Winter Dry Skin Moisturizers – Do They Work?

Winter Dry Skin Moisturizers – Do They Work?



Winter Dry Skin Moisturizers - Do They Work?




If you live in an area of ​​the country that has a cold winter, or a very dry climate like Arizona, you've probably encountered dry skin from time to time especially in winter. I am going to discuss some of the common causes of dry skin and a few suggestions on how to find relief. Remember that your skin is the largest organ in your body and it is the only organ that has an inside and an outside. It's best to support your skin outside and inside.

Some common dry skin causes are:

Environment – If you are in an area with a harsh, cold winter, you are probably spending 90% or more of your time indoors with the furnace running. The warm air from the furnace can evaporate some of the moisture from your skin.

Synthetic clothing – If you wear a lot of man-made, synthetic clothing like nylon, polyester, fleece, microfiber, rayon, etc. your skin can not breathe properly and some synthetic materials can cause itching and skin discomfort too. Stick with natural fiber clothing like cotton, silk, linen.

Medication – Some medications like high blood pressure medications can act as diuretics and flush water from your skin.

Soaps – One of the obvious culprits to drying your skin is the soap you are using. Choosing the right cleanser is very important. I recommend avoiding soap because of its high pH (alkaline). Most soaps are well over 7, and some as high as 10. A high pH (alkaline) soap will dry and age your skin, making it look lifeless. The skin's surface is mildly acidic, having a pH of around 5. Soaps with a high pH will not only dry the skin but also eliminate its acid mantle (coating on the surface). Choose a gentle organic cleanser that will not strip the skin of its natural oils.

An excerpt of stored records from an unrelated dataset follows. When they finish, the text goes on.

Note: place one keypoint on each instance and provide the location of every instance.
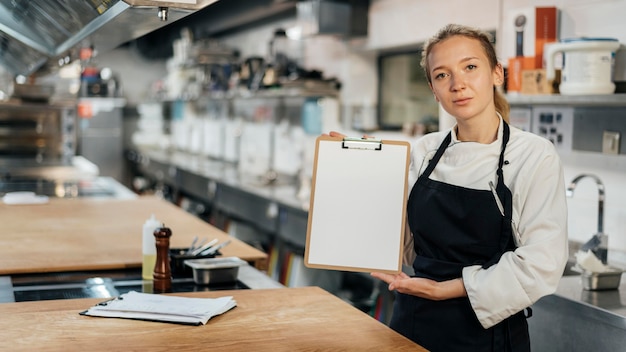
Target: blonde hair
(485, 40)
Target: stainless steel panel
(246, 206)
(33, 33)
(37, 132)
(292, 225)
(196, 185)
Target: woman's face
(462, 79)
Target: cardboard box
(517, 65)
(526, 30)
(546, 31)
(534, 82)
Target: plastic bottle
(149, 248)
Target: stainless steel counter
(574, 319)
(274, 208)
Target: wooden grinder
(162, 276)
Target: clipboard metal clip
(362, 143)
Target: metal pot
(587, 65)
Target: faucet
(598, 243)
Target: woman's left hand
(422, 287)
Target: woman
(487, 213)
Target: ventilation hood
(39, 36)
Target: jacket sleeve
(534, 269)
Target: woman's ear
(498, 75)
(432, 90)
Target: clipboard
(357, 207)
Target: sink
(574, 247)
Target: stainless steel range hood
(39, 35)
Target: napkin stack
(163, 308)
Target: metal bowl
(215, 270)
(608, 280)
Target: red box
(546, 30)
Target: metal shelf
(610, 100)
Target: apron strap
(433, 162)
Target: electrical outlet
(610, 142)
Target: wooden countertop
(97, 234)
(289, 319)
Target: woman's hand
(421, 287)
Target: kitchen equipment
(587, 65)
(33, 92)
(608, 280)
(42, 35)
(215, 270)
(37, 134)
(178, 257)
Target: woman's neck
(481, 132)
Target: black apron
(454, 227)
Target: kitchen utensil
(587, 65)
(213, 250)
(200, 249)
(178, 256)
(215, 270)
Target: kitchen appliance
(587, 65)
(41, 35)
(36, 134)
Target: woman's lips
(461, 101)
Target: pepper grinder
(162, 276)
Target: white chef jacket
(534, 174)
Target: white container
(149, 248)
(587, 65)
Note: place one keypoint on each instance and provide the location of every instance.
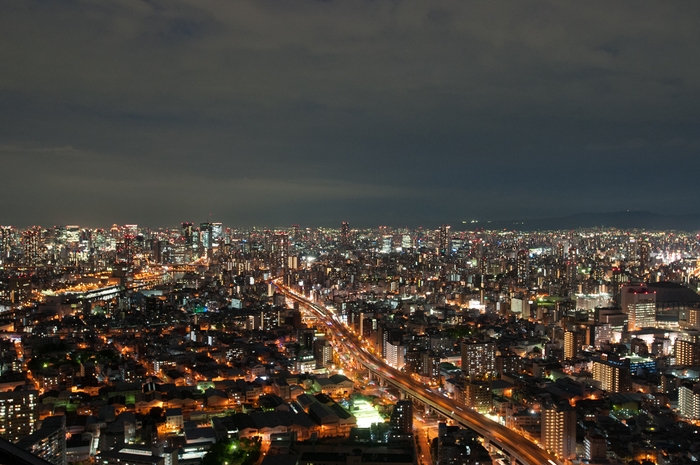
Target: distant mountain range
(622, 220)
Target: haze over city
(274, 113)
(349, 233)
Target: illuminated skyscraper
(345, 234)
(572, 269)
(217, 234)
(478, 358)
(613, 376)
(689, 401)
(401, 420)
(643, 258)
(281, 252)
(573, 341)
(559, 430)
(6, 233)
(49, 441)
(523, 263)
(640, 306)
(444, 241)
(187, 232)
(18, 414)
(687, 349)
(206, 235)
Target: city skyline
(318, 112)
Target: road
(516, 445)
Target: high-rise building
(217, 234)
(559, 430)
(477, 395)
(401, 420)
(49, 441)
(643, 258)
(689, 401)
(613, 376)
(281, 253)
(18, 414)
(444, 241)
(206, 235)
(687, 349)
(595, 447)
(573, 342)
(478, 359)
(6, 236)
(187, 233)
(572, 269)
(640, 306)
(323, 352)
(395, 354)
(523, 265)
(345, 234)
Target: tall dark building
(345, 234)
(402, 417)
(187, 231)
(281, 252)
(206, 234)
(444, 242)
(523, 263)
(643, 258)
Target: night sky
(382, 112)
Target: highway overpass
(518, 447)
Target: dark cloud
(272, 112)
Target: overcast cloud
(403, 113)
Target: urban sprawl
(203, 344)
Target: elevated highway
(518, 447)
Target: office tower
(281, 253)
(345, 234)
(643, 258)
(323, 352)
(30, 242)
(687, 349)
(205, 235)
(401, 420)
(559, 430)
(573, 341)
(613, 376)
(523, 265)
(477, 395)
(478, 359)
(5, 243)
(18, 414)
(395, 354)
(572, 269)
(49, 441)
(217, 234)
(689, 401)
(640, 306)
(386, 244)
(187, 233)
(444, 241)
(595, 447)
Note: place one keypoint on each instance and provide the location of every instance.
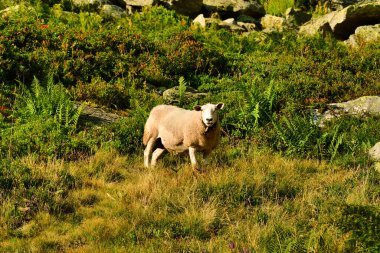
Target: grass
(276, 183)
(277, 7)
(271, 204)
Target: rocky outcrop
(186, 7)
(296, 17)
(89, 5)
(172, 96)
(234, 8)
(140, 3)
(272, 23)
(364, 35)
(344, 22)
(367, 105)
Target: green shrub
(363, 224)
(25, 193)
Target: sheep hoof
(199, 170)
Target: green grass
(269, 204)
(277, 7)
(276, 183)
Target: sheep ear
(197, 108)
(220, 106)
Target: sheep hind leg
(194, 163)
(148, 151)
(156, 154)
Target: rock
(364, 35)
(367, 105)
(249, 27)
(318, 25)
(140, 3)
(296, 17)
(186, 7)
(234, 8)
(112, 11)
(340, 4)
(172, 95)
(231, 25)
(344, 22)
(200, 20)
(374, 152)
(272, 23)
(89, 5)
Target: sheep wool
(176, 130)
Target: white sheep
(177, 130)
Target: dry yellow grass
(259, 202)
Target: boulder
(234, 8)
(112, 11)
(340, 4)
(140, 3)
(172, 95)
(364, 35)
(272, 23)
(318, 25)
(89, 5)
(186, 7)
(249, 27)
(296, 17)
(367, 105)
(231, 25)
(344, 22)
(200, 20)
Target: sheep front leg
(155, 155)
(193, 159)
(148, 152)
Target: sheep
(176, 130)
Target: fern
(181, 89)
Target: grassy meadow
(276, 183)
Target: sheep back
(180, 129)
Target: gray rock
(272, 23)
(296, 17)
(112, 11)
(89, 5)
(140, 3)
(249, 27)
(200, 20)
(232, 25)
(374, 152)
(364, 35)
(344, 22)
(233, 8)
(172, 95)
(367, 105)
(186, 7)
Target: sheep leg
(205, 157)
(156, 154)
(148, 151)
(193, 159)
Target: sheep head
(209, 113)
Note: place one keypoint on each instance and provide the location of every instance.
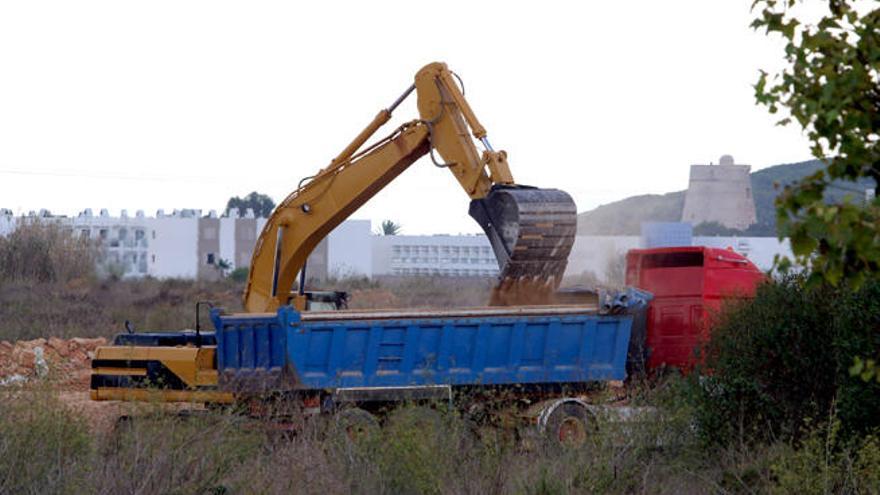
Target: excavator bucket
(531, 231)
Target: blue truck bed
(290, 350)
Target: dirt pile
(63, 361)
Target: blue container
(286, 351)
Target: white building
(188, 244)
(434, 255)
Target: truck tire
(567, 423)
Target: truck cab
(689, 285)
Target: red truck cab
(688, 283)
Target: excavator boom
(531, 230)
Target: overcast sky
(147, 105)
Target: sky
(183, 104)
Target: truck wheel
(354, 424)
(568, 424)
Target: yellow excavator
(531, 231)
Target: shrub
(41, 251)
(781, 359)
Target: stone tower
(720, 193)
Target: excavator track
(532, 232)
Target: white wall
(350, 250)
(174, 251)
(227, 240)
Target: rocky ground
(61, 362)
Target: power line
(94, 175)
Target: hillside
(625, 217)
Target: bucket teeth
(531, 231)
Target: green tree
(390, 227)
(829, 87)
(260, 203)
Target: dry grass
(88, 307)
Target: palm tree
(390, 227)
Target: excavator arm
(531, 230)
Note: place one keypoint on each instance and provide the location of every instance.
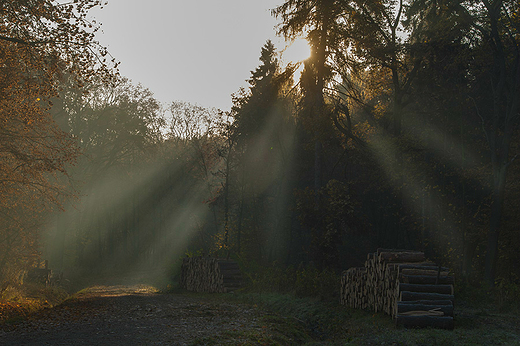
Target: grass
(310, 321)
(17, 303)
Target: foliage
(303, 281)
(40, 42)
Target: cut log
(432, 272)
(442, 289)
(409, 296)
(442, 322)
(426, 279)
(402, 256)
(447, 310)
(427, 302)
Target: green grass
(17, 303)
(310, 321)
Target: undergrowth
(18, 302)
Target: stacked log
(212, 275)
(403, 284)
(355, 295)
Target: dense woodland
(399, 132)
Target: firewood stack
(403, 284)
(207, 274)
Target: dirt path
(133, 315)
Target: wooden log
(427, 302)
(409, 296)
(442, 289)
(426, 279)
(447, 310)
(442, 322)
(420, 265)
(402, 256)
(379, 250)
(432, 272)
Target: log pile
(404, 285)
(212, 275)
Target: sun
(297, 51)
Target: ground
(139, 315)
(133, 315)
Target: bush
(304, 281)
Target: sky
(199, 51)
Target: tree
(498, 26)
(39, 42)
(318, 20)
(263, 152)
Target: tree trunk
(499, 182)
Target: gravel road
(132, 315)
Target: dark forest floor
(139, 315)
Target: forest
(400, 131)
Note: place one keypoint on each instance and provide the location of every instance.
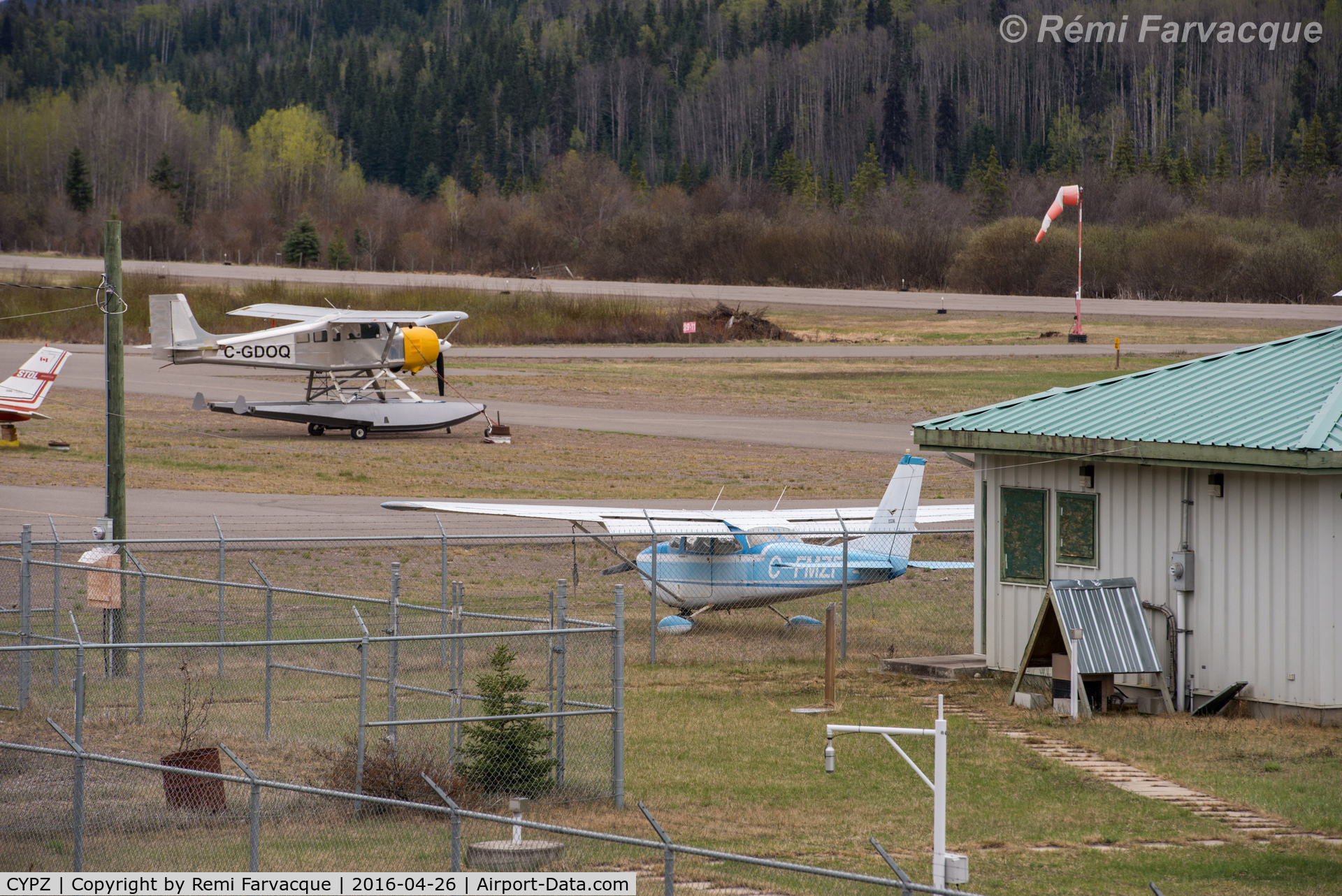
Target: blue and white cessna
(733, 560)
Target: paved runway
(772, 296)
(145, 376)
(85, 370)
(161, 513)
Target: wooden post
(116, 417)
(830, 656)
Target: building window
(1076, 529)
(1024, 535)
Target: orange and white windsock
(1066, 196)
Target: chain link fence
(262, 644)
(70, 808)
(923, 612)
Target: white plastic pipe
(939, 777)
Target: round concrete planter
(503, 855)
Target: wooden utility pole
(830, 656)
(116, 370)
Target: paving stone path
(1139, 781)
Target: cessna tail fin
(173, 329)
(898, 512)
(30, 384)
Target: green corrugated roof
(1276, 396)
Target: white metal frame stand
(937, 783)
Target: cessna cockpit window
(770, 534)
(716, 545)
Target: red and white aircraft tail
(23, 393)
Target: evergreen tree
(301, 242)
(894, 128)
(869, 179)
(834, 189)
(477, 173)
(1125, 160)
(1255, 161)
(363, 246)
(507, 756)
(1222, 166)
(164, 176)
(685, 178)
(990, 200)
(637, 179)
(808, 191)
(337, 254)
(78, 187)
(1184, 175)
(787, 173)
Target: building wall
(1269, 570)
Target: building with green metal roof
(1229, 464)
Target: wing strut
(596, 537)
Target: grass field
(172, 447)
(720, 758)
(525, 317)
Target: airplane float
(354, 363)
(23, 393)
(746, 558)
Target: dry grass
(168, 446)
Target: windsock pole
(1076, 326)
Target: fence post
(140, 674)
(270, 636)
(843, 624)
(222, 577)
(653, 607)
(55, 604)
(363, 709)
(254, 852)
(618, 700)
(563, 604)
(24, 614)
(443, 581)
(392, 649)
(80, 763)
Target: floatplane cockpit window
(716, 545)
(768, 534)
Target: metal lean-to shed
(1231, 461)
(1116, 640)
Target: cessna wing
(336, 315)
(628, 521)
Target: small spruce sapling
(195, 713)
(509, 756)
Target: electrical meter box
(957, 868)
(1181, 570)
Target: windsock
(1066, 196)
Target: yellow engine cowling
(420, 348)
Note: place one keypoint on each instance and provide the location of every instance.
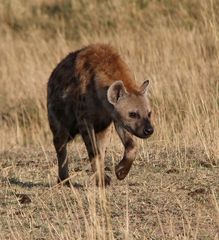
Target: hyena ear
(116, 91)
(143, 87)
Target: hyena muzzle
(87, 91)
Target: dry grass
(176, 46)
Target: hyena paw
(122, 170)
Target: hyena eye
(134, 115)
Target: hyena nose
(148, 131)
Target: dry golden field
(172, 191)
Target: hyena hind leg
(96, 151)
(60, 143)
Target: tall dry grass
(174, 44)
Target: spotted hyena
(87, 91)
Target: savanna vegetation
(172, 191)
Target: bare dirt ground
(161, 198)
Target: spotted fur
(87, 91)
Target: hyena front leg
(96, 151)
(122, 169)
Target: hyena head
(131, 110)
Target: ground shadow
(26, 184)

Read the label. Some of the ingredients to avoid in soaps and cleansers:

Propylene Glycol – synthetic petrochemical, absorbs quickly through the skin, may cause delayed allergic reaction, contact dermatitis.

Parabens – synthetic, derived from petroleum, absorbed through the skin.

Pentholatum / Mineral Oil – synthetic, derived from petroleum, skin irritant, clogs pores, potential carcinogen.

DEA – synthetic, mucous membrane, eye and skin irritant, carcinogen in mice.

TEA – synthetic, skin, mucous membrane and eye irritant.

Sodium Laurel Sulfate, Sodium Laureth Sulfate, Ammonium Lauryl Sulfate – synthetic surfactant, may cause dry skin, eczema, potential mutagen.

It's not all bad news though as there are a few things you can do to combat dry skin.

• Use a high quality, organic moisturizer morning and evening to help hydrate and seal in the moisture. One good way to apply moisturizer is just after showering while your skin is still damp.

• Hydrate from the inside by drinking 8-10 glasses of pure water daily. No ….. soft drinks, coffee, alcohol do not count. Water is what your body needs to hydrate itself.

• Take a high-quality Omega 3 supplement to give your skin the nutritional support it needs to rejuvenate itself.